Fabie vs. De Guzman (G.R. No. 35; February 11, 1902)

MIGUEL FABIE, Plaintiff-Appellee, v. FELICIANA DE GUZMAN, Defendant-Appellant. (G.R. No. 35; February 11, 1902; 001 Phil 122); LADD, J.:

This is an appeal from the judgment given by the Court of First Instance of Binondo in favor of the plaintiff in the action for eviction commenced for the purpose of recovering the possession of a basement story occupied by the defendant. The plaintiff alleged that he was the owner of the house of which the basement story formed a part and that the defendant had been occupying the said basement as a tenant at will without paying any rent therefor and that he had given her a month’s notice to vacate the place.

The plaintiff alleges that the property belongs to him by virtue of the will of Doña Tiburcia Ortiz, deceased, who at the time of her death was the owner of the same. The plaintiff has filed a copy of the notarial instrument from which it appears that the Court of First Instance of Binondo had ordered the registration of a document which is said to be the will of the said party by which the latter constitutes the plaintiff her universal heir. At the trial before the lower court the defendant asked the stay of the proceedings for two reasons: First, that the defendant had moved for an injunction permitting her to retain and recover the possession of the house in question as against the plaintiff and that the defendant had moved the Court of First Instance of Tondo from which the judgment was sought for the consolidation of those proceedings with the present action, and second, that the defendant had filed a complaint before the Court of First Instance of Intramuros for the falsification of the will of Doña Tiburcia.

The court below, without having previously ruled upon the petition for stay of the proceedings, ordered that the defendant answer the complaint on its merits. The attorney for the defendant then interposed two dilatory exceptions, namely, the want of jurisdiction of the court and the pendency of another action — the last based upon the fact that there was still pending the injunction as well as the demand for the exhibition of the will of Doña Tiburcia and a probate proceeding, which she stated were pending in the court of Quiapo.

From copies of the documents taken from the judicial records filed by the defendant at the trial held in the court below it appears indeed that the said records filed by the defendant at the trial held in the court below it appears indeed that the said injunction proceeding had been commenced. Concerning the petition for the consolidation as well as the proceedings before the Court of Quiapo, there were no proofs other than the statement of the attorney. No proof whatever was presented concerning the criminal complaint except the statement made by the attorney that the same had been filed.
It appears from the record that the defendant in spite of having been given by the court full opportunity to do so did not answer to the merits of the complaint. The plaintiff had the right therefore to have judgment dictated in his favor unless the dilatory exceptions interposed by the defendant should be sustained, or unless the court had committed error in not staying the proceedings in order to await the determination of the motion for consolidation as well as of the criminal case.

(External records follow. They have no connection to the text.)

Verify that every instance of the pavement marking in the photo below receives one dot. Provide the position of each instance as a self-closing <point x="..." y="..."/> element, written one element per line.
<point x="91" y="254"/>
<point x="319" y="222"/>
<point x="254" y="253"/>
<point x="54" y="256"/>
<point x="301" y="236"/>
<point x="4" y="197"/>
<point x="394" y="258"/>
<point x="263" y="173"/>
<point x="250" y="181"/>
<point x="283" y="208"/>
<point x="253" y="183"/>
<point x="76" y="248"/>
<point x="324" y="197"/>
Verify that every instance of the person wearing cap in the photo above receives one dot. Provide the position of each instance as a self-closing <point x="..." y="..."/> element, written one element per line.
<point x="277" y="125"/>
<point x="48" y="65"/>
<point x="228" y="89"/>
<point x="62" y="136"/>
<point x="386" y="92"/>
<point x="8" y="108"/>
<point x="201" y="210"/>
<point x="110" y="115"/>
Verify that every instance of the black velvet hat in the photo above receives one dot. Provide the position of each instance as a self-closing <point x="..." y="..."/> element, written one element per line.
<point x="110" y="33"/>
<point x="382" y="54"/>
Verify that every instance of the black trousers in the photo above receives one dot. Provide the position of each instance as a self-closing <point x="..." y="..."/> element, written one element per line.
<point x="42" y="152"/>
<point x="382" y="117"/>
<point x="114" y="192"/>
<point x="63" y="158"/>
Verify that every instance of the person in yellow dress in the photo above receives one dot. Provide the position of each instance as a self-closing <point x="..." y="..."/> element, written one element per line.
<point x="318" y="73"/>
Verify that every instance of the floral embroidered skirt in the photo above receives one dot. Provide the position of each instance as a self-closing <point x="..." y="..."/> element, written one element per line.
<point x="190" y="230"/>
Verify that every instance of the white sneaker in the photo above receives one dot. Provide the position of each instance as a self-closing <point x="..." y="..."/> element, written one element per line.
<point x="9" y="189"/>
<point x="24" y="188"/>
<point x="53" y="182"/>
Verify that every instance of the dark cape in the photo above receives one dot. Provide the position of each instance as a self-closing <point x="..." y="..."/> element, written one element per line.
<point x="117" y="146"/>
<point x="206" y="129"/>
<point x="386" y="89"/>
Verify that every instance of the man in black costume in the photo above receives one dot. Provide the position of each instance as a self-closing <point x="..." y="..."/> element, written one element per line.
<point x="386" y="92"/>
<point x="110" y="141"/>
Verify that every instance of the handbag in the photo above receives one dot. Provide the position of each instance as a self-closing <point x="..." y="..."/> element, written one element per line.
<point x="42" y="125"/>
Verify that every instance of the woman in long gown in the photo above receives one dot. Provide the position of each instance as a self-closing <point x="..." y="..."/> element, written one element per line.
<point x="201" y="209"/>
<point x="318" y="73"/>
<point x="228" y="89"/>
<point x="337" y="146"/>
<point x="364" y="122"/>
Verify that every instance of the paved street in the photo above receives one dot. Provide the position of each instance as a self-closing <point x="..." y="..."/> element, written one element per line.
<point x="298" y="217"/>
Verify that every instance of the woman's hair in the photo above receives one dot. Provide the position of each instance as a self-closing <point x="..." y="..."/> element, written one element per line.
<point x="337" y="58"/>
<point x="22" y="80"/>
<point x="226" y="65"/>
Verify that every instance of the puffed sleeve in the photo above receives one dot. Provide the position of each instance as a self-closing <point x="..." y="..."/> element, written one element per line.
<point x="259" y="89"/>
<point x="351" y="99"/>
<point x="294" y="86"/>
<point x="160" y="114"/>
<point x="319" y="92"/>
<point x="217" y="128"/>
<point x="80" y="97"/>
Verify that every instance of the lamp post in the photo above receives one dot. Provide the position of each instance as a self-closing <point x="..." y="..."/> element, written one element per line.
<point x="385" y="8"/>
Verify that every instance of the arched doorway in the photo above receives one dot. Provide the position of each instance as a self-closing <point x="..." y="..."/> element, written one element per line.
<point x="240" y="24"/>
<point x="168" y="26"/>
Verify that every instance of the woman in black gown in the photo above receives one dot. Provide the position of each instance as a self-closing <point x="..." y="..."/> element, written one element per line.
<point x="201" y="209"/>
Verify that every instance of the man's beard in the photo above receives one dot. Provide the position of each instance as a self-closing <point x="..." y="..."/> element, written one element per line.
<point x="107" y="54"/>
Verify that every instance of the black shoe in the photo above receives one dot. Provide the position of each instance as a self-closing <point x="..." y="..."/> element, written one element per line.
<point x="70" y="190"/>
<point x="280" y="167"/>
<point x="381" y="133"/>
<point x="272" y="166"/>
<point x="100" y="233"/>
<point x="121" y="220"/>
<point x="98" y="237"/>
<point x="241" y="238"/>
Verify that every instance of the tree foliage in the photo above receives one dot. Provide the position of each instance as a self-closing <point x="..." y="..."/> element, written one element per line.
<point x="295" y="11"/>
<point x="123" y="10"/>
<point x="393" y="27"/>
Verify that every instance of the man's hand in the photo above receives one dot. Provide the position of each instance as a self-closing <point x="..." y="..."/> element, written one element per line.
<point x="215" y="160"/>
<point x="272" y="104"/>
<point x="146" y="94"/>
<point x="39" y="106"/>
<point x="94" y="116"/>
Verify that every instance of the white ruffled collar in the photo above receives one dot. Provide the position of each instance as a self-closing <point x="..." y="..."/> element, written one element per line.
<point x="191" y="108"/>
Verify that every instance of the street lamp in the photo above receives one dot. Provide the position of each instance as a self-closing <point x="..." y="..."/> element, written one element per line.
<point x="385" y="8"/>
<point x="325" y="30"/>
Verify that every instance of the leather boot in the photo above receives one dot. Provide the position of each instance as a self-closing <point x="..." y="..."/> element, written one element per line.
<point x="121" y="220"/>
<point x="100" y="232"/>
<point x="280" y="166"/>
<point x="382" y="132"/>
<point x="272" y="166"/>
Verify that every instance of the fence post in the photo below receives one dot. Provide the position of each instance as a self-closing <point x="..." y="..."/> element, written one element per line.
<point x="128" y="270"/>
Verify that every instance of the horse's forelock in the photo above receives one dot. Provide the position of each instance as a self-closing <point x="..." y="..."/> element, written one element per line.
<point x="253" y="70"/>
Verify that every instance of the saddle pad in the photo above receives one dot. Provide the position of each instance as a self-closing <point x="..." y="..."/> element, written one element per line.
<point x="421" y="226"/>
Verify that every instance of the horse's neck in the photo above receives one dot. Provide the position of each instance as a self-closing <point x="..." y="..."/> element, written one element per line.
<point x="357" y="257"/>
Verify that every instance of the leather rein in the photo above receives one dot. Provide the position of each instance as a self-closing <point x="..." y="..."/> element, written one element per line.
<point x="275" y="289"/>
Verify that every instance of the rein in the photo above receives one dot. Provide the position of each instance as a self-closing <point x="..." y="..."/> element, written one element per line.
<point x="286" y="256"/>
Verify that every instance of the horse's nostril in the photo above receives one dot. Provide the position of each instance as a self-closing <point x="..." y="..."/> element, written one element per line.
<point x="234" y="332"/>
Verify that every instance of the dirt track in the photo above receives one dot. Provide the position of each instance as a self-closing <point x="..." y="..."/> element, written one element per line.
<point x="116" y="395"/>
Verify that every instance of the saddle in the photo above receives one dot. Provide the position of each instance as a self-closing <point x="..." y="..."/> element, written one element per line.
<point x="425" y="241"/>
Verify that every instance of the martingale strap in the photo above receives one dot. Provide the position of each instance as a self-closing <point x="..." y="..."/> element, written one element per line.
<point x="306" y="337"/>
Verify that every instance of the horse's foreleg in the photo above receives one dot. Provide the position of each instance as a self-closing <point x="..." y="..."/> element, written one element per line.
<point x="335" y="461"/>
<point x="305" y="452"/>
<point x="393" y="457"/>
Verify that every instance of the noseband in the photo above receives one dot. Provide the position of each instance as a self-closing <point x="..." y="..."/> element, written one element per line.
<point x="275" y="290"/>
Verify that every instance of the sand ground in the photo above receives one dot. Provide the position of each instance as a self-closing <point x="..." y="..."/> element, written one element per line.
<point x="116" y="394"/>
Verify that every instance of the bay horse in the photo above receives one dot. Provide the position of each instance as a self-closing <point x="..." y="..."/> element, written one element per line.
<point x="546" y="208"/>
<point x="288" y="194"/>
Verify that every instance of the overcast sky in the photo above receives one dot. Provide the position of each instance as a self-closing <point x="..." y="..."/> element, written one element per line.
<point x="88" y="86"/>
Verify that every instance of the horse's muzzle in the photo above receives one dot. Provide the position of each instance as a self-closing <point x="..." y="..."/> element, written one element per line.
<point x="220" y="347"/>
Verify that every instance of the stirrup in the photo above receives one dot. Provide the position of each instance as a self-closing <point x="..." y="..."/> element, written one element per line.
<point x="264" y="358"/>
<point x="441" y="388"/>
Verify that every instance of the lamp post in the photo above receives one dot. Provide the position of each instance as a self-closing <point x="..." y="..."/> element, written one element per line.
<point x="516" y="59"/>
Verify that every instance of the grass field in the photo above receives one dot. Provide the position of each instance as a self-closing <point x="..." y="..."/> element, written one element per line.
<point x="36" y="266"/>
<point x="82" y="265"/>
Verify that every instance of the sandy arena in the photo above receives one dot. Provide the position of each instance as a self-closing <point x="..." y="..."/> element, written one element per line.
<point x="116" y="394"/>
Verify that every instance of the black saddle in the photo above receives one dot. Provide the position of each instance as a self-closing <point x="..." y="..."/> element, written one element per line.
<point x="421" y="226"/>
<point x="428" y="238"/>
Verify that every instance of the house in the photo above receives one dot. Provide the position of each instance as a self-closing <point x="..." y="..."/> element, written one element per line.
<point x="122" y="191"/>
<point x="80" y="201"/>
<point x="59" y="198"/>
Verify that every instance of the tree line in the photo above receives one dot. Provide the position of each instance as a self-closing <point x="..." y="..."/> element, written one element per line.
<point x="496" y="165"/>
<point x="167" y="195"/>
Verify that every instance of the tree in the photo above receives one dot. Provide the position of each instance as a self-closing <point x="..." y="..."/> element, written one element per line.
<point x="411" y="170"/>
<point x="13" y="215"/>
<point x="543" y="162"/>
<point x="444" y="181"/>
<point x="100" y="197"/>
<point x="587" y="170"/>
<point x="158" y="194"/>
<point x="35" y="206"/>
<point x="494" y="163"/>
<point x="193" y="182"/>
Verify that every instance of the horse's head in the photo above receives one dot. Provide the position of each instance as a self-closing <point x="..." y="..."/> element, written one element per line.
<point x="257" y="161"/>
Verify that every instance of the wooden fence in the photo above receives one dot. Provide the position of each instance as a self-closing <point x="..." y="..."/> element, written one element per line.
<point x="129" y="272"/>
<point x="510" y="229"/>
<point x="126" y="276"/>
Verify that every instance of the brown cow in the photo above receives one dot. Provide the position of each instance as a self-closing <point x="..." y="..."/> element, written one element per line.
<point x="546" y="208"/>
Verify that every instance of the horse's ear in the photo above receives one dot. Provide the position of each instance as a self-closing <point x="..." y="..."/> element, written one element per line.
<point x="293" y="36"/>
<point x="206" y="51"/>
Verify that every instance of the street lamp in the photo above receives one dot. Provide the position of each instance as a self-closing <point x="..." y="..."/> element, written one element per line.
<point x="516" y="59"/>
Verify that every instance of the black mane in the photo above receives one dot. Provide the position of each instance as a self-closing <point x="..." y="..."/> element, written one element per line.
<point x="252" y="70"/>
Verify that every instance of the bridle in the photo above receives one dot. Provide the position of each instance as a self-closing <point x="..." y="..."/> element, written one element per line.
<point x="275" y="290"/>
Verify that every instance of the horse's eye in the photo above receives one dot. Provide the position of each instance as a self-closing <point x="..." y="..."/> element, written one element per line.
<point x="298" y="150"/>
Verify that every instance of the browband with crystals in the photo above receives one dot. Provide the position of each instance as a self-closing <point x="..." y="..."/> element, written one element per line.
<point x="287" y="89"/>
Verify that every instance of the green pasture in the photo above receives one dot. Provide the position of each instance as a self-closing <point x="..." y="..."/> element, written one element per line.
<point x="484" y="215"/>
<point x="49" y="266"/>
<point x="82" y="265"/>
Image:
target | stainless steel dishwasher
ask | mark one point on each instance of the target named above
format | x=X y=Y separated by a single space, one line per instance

We believe that the dilatory exceptions were properly overruled.

The jurisdiction of the court appears to be unquestionable, since this is one of the cases included in No. 2 of article 1545 of the Code of Civil Procedure and the property is situated within the jurisdiction of the court.

With reference to the exception of the pendency of another action, we understand that the defendant can not avail herself of this objection in a summary proceeding like the present one.

Supposing that a petition praying for the consolidation of these proceedings with those for injunction had been presented, we are of the opinion that it should have been denied (art. 148, Code of Civil Procedure), and therefore the course of the court below was proper in refusing to suspend the proceedings on such grounds.

Inasmuch as the defendant did not prove and in our opinion did not even allege in the record that the criminal complaint had been admitted, she therefore had no right to stay of proceedings in accordance with the provisions of article 497 of the Code of Civil Procedure.

In his argument at the hearing of this appeal, the defendant asked for the hearing of evidence at second instance in order to set forth the facts concerning the criminal complaint. This request should be denied on the ground that it has not been declared that the proofs would disclose that the said complaint had been admitted, and furthermore because it does not appear that the defendant has been prevented from presenting said proofs in the court below. (Art. 845 of the Code of Civil Procedure.)

The judgment is affirmed with costs taxed against the Appellant.